Schwere Wolken bedecken den Himmel und ein lebhafter Wind bläst uns entgegen. Der Weg biegt in ein Waldstück ein und folgt einige Zeit lang dem Rio Arga. Hier ist es windgeschützt und angenehm zu gehen.

Nach etwa einer Stunde passieren wir ein kleines Dorf mit einem gut gefüllten Pilgercafe, gehen daran aber vorüber. Es beginnt zu tröpfeln und langsam mehr und mehr zu regnen. Trotz des kühlen Wetters zwinge ich mich nach den Erfahrungen des gestrigen Tages regelmäßig zu trinken.

In einem moderaten Auf und Ab kommen wir der Stadt Pamplona langsam näher. Nach zwei langen Etappen hätten wir erwartet, dass sich die 15 Kilometer heute etwas kürzer anfühlen. Bevor die etwa 170.000 Einwohner zählende Stadt hinter einem Hügel in Sichtweite kommt, wandern wir an den Verkehrsachsen und Industriebereichen vorbei, die man im Umfeld einer größeren Stadt findet. Erfreulich jedenfalls, dass am Horizont ein blauer Himmel zu sehen ist!
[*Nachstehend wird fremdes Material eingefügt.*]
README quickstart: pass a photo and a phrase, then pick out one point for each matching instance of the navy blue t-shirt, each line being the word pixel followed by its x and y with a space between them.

Wir überschreiten eine mittelalterliche Brücke über den Fluss Ulzama und gelangen so ins Stadtgebiet. Im Wegführer lese ich bei einer kurzen Trinkpause, dass es sich zunächst um die Vorstädte Villava und Burlada handelt. Wir folgen einer langen geraden Straße und nehmen viele Eindrücke der Stadt wahr: Verschiedenste Gerüche, teils hektisches Treiben am Gehsteig und mir fällt auf, dass es kaum große Supermärkte, dafür aber viele kleine Geschäfte gibt.

Spontan wollen wir durch einen einladenden Park spazieren und lassen uns dann an einem Sonnenplatz bei einem Cafe nieder. Die Sonne wärmt und fühlt sich sehr gut auf der Haut an.

Die restlichen Meter bis zum eigentlichen Stadtkern Pamplonas ziehen sich durch wenig ansehnliche Straßen. Eine Ausnahme zwischen teils unbewohnbar wirkenden Blöcken machen diese zwei, mit Muscheln verzierten Wohnhäuser.

Die Magdalenabrücke über den Fluss Arga bringt uns zum Fuß der Stadtmauern. Die alten Verteidigungsanlagen haben eine gewaltige Dimension.


Es ist ein besonderes Gefühl, eine Stadt durch ein historisches Tor, das Portal de Francia, zu betreten. Unter zuziehenden schwarzen Wolken betreten wir die geschäftigen Gassen der Stadt. Als erstes fällt uns auf, wie viele Bars es hier gibt - und wie gut diese bereits besucht sind.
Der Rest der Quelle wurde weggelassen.